Atto otto.

2.2K 216 117
                                    


Atto otto – I ricordi li aveva sempre tenuti per sé. Ma li aveva. Li ha sempre avuti.


(Parla Harry)

Su e su. Era diventata una scalata, una corsa contro al tempo, un completo disastro. Ma non potevo permettermi di sbagliare, non volevo sbagliare, proprio non ci sarei riuscito a tornare indietro.

Come avrei potuto?

Ormai ci avevo stipulato un rapporto d'affezione, con quel posto. Con la sua stanza, con le sue lenzuola, col suo profumo, col suo viso, con lei. Con le sue mani, con le sue attenzioni, con i suoi occhi bellissimi, e lei... Con lei, che era bellissima.

Me ne rendevo conto giorno dopo giorno, che ormai la mia vita aveva cominciato ad incentrarsi su quello che stavamo costruendo. Su delle fondamenta piene d'amore, del suo affetto. Di quell'affetto che ci scambiavamo reciprocamente. Io l'amavo.
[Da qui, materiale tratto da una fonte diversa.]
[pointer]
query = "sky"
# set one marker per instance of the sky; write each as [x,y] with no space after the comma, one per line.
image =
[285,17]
Io mi ero innamorato di Bo, mi ero innamorato di tutto ciò ch'era suo. Mi ero innamorato della sua voce, delle sue carezze, mi ero innamorato delle sue lacrime e dei suoi sorrisi. Mi ero innamorato totalmente, completamente e profondamente di lei.

Della mattina, con lei. Dell'alba. Mi ero innamorato di ciò che la circondava, mi ero innamorato della sua vita, mi ero innamorato della mia vita al suo fianco.
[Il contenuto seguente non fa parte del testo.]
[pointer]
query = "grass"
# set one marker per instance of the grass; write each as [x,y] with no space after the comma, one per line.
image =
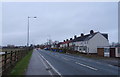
[22,65]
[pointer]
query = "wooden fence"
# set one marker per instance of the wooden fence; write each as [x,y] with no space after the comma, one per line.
[10,58]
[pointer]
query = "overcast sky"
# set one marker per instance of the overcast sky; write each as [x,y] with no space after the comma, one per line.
[57,21]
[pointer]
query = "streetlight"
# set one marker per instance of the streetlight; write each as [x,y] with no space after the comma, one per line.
[28,30]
Ma non avevo bisogno di dirglielo. Lo sapeva già. Lo aveva capito da tanto tempo, da quei due mesi che io avevo passato in quella stanza nascosta, in quel letto caldo, tra le sue braccia, col suo profumo sotto al naso.

Insomma, non avevamo bisogno di parole. Eravamo così complici, così completamente perduti in quel giro di sostegno reciproco. Con i miei fallimenti e con i miei successi, comunque l'avrei trovata a spronarmi.
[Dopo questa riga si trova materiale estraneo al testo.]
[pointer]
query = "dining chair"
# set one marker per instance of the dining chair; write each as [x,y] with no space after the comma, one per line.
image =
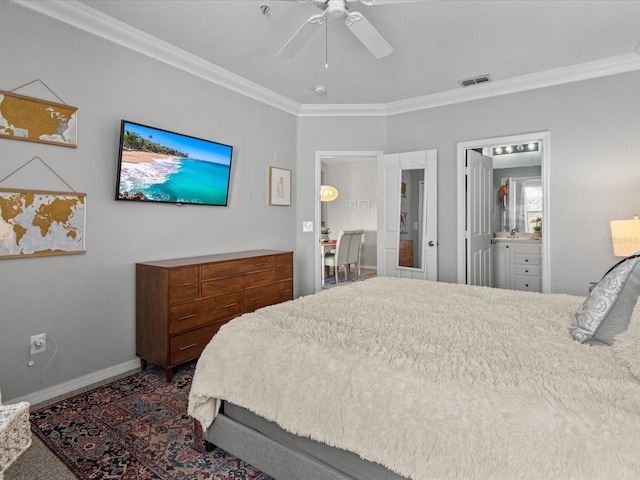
[347,253]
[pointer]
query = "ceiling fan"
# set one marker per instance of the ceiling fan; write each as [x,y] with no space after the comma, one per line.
[355,21]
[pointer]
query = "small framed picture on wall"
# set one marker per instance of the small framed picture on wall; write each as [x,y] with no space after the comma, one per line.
[279,186]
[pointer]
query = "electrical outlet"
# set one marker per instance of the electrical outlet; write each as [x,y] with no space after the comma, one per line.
[38,343]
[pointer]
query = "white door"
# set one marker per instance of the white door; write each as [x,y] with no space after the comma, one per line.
[388,208]
[479,232]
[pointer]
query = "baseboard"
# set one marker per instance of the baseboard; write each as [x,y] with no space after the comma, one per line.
[77,383]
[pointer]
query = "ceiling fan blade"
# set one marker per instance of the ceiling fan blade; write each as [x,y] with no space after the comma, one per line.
[368,35]
[301,37]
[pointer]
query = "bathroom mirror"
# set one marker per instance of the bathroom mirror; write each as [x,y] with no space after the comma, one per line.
[411,218]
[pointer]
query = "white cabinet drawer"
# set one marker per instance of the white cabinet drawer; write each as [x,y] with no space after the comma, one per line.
[526,259]
[531,284]
[528,270]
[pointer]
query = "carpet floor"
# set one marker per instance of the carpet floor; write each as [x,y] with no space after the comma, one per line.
[135,427]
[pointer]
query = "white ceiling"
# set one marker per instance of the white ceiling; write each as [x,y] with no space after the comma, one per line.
[520,44]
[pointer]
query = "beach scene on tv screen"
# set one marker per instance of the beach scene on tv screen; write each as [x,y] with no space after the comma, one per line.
[162,166]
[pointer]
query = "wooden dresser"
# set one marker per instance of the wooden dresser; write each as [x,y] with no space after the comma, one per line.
[181,303]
Era confortante sapere di non essere solo in quel piccolo posto. Era bello sapere di non dover affrontare tutto da me, ma con l'aiuto di un fiore che mi era stato donato quando, quel giorno che sembrava tanto lontano, mi aveva preso per mano.

Un fiore che era sbocciato davanti ai miei occhi. Con i suoi petali rossi, col suo stelo verde, senza spine, una rosa malleabile tra le mie mani.

In principio ero io ad essere smarrito, ai suoi occhi; molto presto, però, finii con l'essere tutto un po' più diverso. Avevo un po' più libertà di scelta e d'iniziativa. Mi veniva più spontaneo e semplice, ma comunque, ogni singolo gesto, era contaminato da quel me poco sicuro e ancora incerto sul proprio da farsi.

Quando ciò accadeva, c'era Bo. Che mi guardava, mi accarezzava le mani e mi diceva facciamolo insieme, quattro mani sono più di due. Allora tutto ricadeva in uno spazio più grande, quel gran da gestire diventava – come se veramente fosse così – più piccolo e indifeso.

Abbiamo costruito una casa.

Una casa bella, con un bel tetto, colorata, piena di fiori, con un camino, con un cancello di legno, con le finestre, con una robusta porta all'entrata.

Insieme. L'avevamo costruita insieme, mentre ci guardavamo. Durante il mattino, quando lei apriva i suoi occhi meravigliosi. E mi sorrideva. Mi abbracciava, mi stringeva a sé per minuti interi.

Che male c'era, poi, nel volersi bene. Nel sentirsi bene, mentre eravamo vicini. Che male c'era nel donare e nel ricevere un po' d'amore.

Proprio nessuno.

Perché il male ed il bene non possono convivere nella stessa frase. Nemmeno nella stessa realtà. Perché uno scaccia l'altro.

Allora avevamo creato noi da soli la situazione in cui poteva solo crescere un seme alla volta, e avevamo scelto quello del bene. Ogni giorno ci si svegliava, e si andava in cerca dell'altro, si prendeva un po' di bene da se stessi e lo si donava.